Em 1961, na Latada da Faculdade de Letras empunharam-se cartazes como “O Tó (Salazar) tem um cancro. Coitado do cancro” e “Angola é Nossa” levada por um Caloiro negro, provocando uma resposta policial que acabou com um estudante preso.
Como forma de contestação à repressão, a 25 de Novembro desse ano é dinamizado por Coimbra a comemoração da Tomada da Bastilha à escala nacional. O Conselho de Veteranos lança um decretus a decretar o Luto Académico e coloca em desenho o então Presidente da República Américo Tomás “a pastar”. Odecretus é considerado político e o 0 Dux Veteranorum, Joaquim Cantante Garcia, e mais 15 Veteranos são também eles presos. Reunidos em Assembleia Magna, esta condena as prisões e pede à Direção-Geral para interceder junto da PIDE e do Ministro do Interior, ao qual a resposta é que vai haver uma intensificação da política de dureza para com os Estudantes. O Reitor Braga da Cruz adopta uma posição pública contra os Estudantes, considerando a Assembleia Magna “Tribunal do Povo” e os estudantes uma claque de futebol.
Em Fevereiro de 1962, realiza-se em Lisboa uma reunião de dirigentes das várias Academias do país onde se decide pelo I Encontro Nacional de Estudantes, em Coimbra. Um despacho do Ministério da Educação proíbe o encontro e o Reitor demarca-se publicamente do evento, aconselhando à AAC o rompimento da colaboração com as outras Associações.
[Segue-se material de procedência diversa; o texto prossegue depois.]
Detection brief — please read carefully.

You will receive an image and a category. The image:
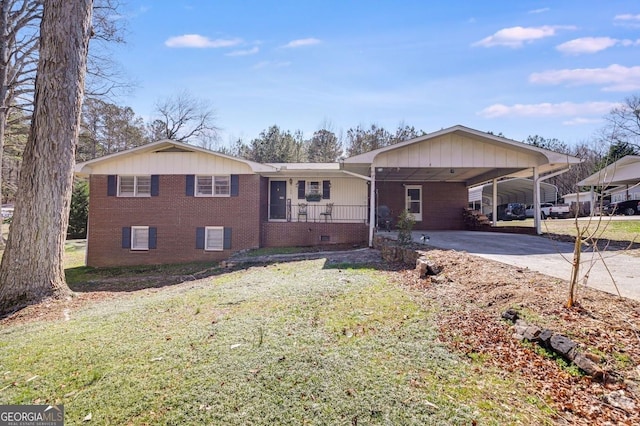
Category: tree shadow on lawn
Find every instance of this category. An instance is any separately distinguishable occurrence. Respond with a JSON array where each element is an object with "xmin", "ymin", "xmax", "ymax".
[
  {"xmin": 66, "ymin": 262, "xmax": 231, "ymax": 293},
  {"xmin": 66, "ymin": 248, "xmax": 401, "ymax": 293}
]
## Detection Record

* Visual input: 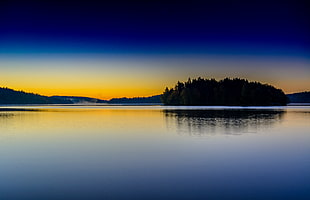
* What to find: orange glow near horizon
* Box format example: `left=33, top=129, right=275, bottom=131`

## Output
left=0, top=55, right=309, bottom=99
left=1, top=76, right=309, bottom=100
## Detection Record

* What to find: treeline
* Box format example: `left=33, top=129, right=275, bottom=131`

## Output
left=109, top=95, right=161, bottom=104
left=161, top=78, right=288, bottom=106
left=0, top=87, right=72, bottom=104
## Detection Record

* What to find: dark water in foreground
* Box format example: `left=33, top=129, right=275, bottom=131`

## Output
left=0, top=106, right=309, bottom=200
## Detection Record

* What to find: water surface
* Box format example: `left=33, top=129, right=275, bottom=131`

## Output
left=0, top=106, right=309, bottom=199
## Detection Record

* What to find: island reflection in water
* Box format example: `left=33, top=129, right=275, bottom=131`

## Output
left=164, top=109, right=285, bottom=136
left=0, top=106, right=309, bottom=200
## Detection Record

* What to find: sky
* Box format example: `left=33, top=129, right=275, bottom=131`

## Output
left=0, top=0, right=309, bottom=99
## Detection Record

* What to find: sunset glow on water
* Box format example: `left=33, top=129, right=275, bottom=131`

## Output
left=0, top=106, right=309, bottom=199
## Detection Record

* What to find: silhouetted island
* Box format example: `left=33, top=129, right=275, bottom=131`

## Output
left=161, top=78, right=288, bottom=106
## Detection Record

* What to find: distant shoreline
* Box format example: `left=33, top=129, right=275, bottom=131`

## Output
left=1, top=103, right=309, bottom=107
left=1, top=86, right=309, bottom=106
left=287, top=103, right=310, bottom=106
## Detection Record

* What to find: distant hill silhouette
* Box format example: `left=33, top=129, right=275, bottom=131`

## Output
left=0, top=87, right=72, bottom=104
left=161, top=78, right=288, bottom=106
left=287, top=91, right=310, bottom=103
left=0, top=87, right=161, bottom=105
left=53, top=95, right=161, bottom=104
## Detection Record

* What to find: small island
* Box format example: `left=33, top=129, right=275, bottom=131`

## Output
left=160, top=78, right=288, bottom=106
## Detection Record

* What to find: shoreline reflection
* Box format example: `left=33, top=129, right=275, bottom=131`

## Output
left=164, top=109, right=286, bottom=136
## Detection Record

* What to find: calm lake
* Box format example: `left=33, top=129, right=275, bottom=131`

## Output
left=0, top=106, right=309, bottom=200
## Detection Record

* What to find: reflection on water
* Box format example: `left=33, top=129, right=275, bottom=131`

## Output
left=0, top=108, right=41, bottom=112
left=0, top=106, right=309, bottom=200
left=164, top=109, right=285, bottom=136
left=0, top=113, right=13, bottom=118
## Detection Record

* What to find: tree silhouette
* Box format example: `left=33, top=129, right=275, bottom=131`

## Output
left=160, top=78, right=288, bottom=106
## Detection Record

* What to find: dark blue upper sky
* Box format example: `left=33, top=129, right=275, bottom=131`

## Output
left=0, top=0, right=309, bottom=97
left=0, top=0, right=309, bottom=55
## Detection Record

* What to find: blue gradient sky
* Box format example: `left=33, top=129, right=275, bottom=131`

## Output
left=0, top=0, right=309, bottom=99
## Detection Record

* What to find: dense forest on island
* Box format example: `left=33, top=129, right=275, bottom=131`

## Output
left=0, top=87, right=72, bottom=104
left=161, top=78, right=288, bottom=106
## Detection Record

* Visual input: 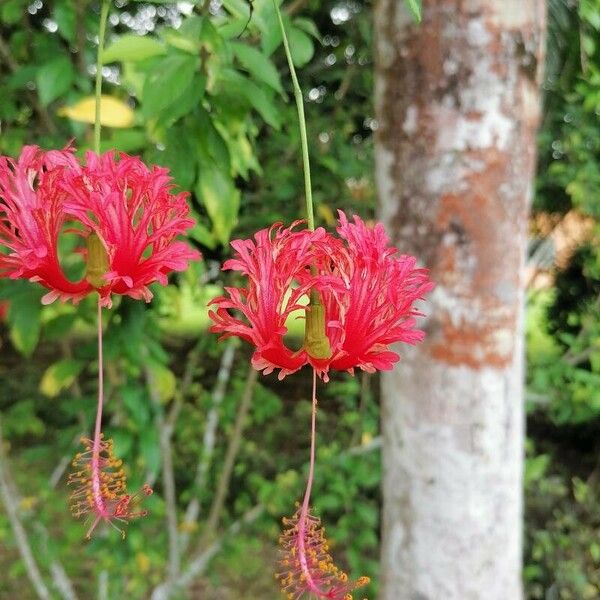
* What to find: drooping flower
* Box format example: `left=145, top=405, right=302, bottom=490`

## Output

No mês seguinte, o Estado proíbe na véspera a celebração do Dia do Estudante, o que gera uma reacção nacional de várias Associações. A 24 de Março, centenas de estudantes de Coimbra dirigem-se de autocarro e comboio para Lisboa mas são interceptados e cerca de 40 são forçados a mudar de itinerário para Caxias. Informado das prisões dos estudantes o Reitor comenta: “Estão presos? Lá terão uma cela e uma cama para dormir.” Estas declarações culminam no dia seguinte com uma luta aberta no Paço das Escolas entre centenas de estudantes, policias e archeiros.
A Assembleia Magna retira a confiança ao Reitor, e em resposta o Ministério demite a Direção da AAC nomeando uma Comissão Administrativa instantaneamente ‘desnomeada’ pelos Estudantes.
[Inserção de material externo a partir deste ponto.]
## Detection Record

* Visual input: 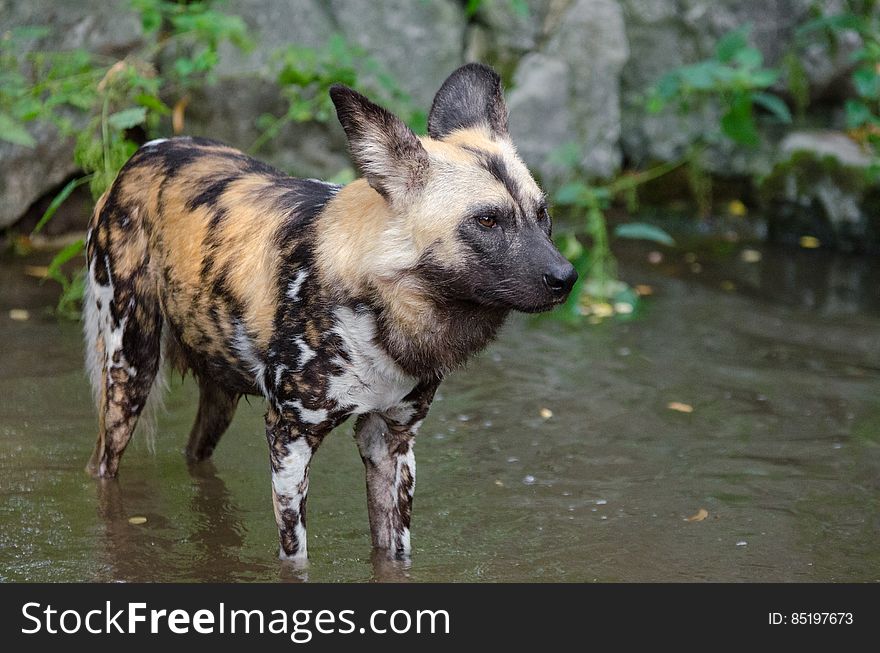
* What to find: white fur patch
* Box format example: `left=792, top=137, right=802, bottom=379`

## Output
left=141, top=138, right=168, bottom=148
left=327, top=307, right=416, bottom=414
left=286, top=269, right=308, bottom=301
left=394, top=441, right=415, bottom=555
left=294, top=336, right=316, bottom=369
left=232, top=321, right=268, bottom=397
left=284, top=399, right=328, bottom=425
left=274, top=363, right=287, bottom=388
left=272, top=438, right=313, bottom=560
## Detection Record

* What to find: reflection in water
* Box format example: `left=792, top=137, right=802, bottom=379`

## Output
left=186, top=460, right=260, bottom=581
left=93, top=463, right=266, bottom=582
left=370, top=549, right=412, bottom=583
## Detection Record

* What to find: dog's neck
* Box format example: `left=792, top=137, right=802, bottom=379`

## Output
left=371, top=279, right=508, bottom=378
left=314, top=180, right=508, bottom=378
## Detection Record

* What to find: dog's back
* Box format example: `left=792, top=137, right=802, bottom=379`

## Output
left=83, top=136, right=341, bottom=472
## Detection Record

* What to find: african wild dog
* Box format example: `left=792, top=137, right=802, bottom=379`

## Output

A crise em Coimbra prolonga-se até ao fim do ano com a Direcção-Geral da Associação Académica a ser demitida por mais duas vezes, a sede da Associação Académica barricada, invadida, re-barricada e fechada outra vez até ao fim do ano lectivo. Num desses confrontos os estudantes tomam de assalto (mais uma vez) a Torre da Universidade, fazendo ecoar na cidade os sinos a rebate. Num gesto histórico sem precedentes, o Reitor apela à Polícia de Choque que invada as próprias instalações violando os Estatutos e autonomia da Universidade.
Em solidariedade com os colegas e com o luto académico vigente, a então Assembleia de Grelados (actual Comissão Organizadora da Queima das Fitas) delibera, pela primeira vez, o cancelamento da Queima das Fitas para grande prejuízo dos comerciantes da cidade. Durante os confrontos os estudantes adoptam aquela que é considerada a primeira canção de contestação, a Trova do Vento que passa.
Da crise resultou cerca de duzentos estudantes presos, quarenta riscados da Universidade e com o Reitor a ser sucessivamente mandado pastar para o lado do Américo Tomás.
Em Lisboa, o Reitor Marcelo Caetano demite-se demorando 6 anos até voltar à cena, contribuição patriótica duma cadeira de repouso mal encostada.
A Crise Académica de ‘62 inaugurou a onda de lutas estudantis que continuarão ao longo de toda a década de 60. Sessenta anos depois, quando o Estado de Direito supera o Estado de Opressão, o Dia do Estudante permanece em Portugal como o dia de luta para todos os estudantes do Ensino Superior e um legado inspirador para todas as gerações vindouras.”